Me: How's your morning going, Dad?
Dad: It's on and off.
Me: On and off? What's that mean?
Dad: Sometimes I'm on my feet and sometimes I'm off my feet. Just now, I'm off.
Dad was born in 1930, so he's 75 this year. I was born in 1960, so Dad was 30 when I was born. And it's real easy to remember how old we are, since the last digit of our age = the last digit of any given year. It's actually pretty handy. For example, something will come on TV and my son will ask how old I was in 1971. Just that quick, I can say 11.

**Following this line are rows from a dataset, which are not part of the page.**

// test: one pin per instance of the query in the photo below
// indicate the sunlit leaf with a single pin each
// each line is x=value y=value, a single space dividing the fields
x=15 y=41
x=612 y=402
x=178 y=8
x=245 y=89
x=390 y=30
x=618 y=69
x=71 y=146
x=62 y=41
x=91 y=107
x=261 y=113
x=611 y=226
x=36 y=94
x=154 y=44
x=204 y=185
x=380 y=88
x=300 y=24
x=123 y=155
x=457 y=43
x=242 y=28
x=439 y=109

So this morning, while sitting in his Lazy Boy, my Dad has a phone conversation with me. I tell him that my son's next baseball tournament is in Battle Creek. So then my Dad tells me he once had a girlfriend who lived in Battle Creek. This was before he knew Mom or that Mom even existed. He said this girl, Margaret, and her family would come up here where they had a small house on the river. It was their weekend cabin. Sometimes Margaret's dad didn't want to drive her back home. (He had a 193? Buick. Man, that was a nice car.) So anyway, Dad would drive Margaret home to Battle Creek. That was quite a distance back then. It was in the summer of 1948, so Dad was 18. Turns out Margaret was bugging my Dad to marry him, but Dad said he didn't even have a job and wasn't thinking that way, so he cooled it with her. Dad said within a couple of days or weeks, anyway a short time, Margaret got married. That's what she wanted to do, to get married. Dad said for a wedding present, Margaret's father gave them a new car and the down payment on a house. That was Big Time back then, especially in my Dad's circle. Margaret's husband died a while ago, maybe a few years back. She called my Dad recently, just to catch up and talk about old times. Dad said she still considers them friends. I told him she was probably calling to find out if Mom was still alive. Dad laughed at that, then he said maybe. Turns out, a few years after Dad and Mom were married, they probably had 3 or 4 of their 5 kids by then, they ran into Margaret and her husband, and they had kids, too. (This had to be at least 45 years ago, because I wasn't born yet.) Margaret pulled my Dad aside and managed to tell him that if anything ever happened to his wife or his marriage, to let her know, because she was still waiting for him. The nerve! I said, see, she's still waiting. Dad said, nah, I'm not rich. I told him sometimes it's not about money, Dad, it's probably your full head of hair. Dad said maybe, because her husband was totally bald before his was 30, maybe she likes hair.
My Daddy, the heartbreaker. Women still pine for him after almost 60 years.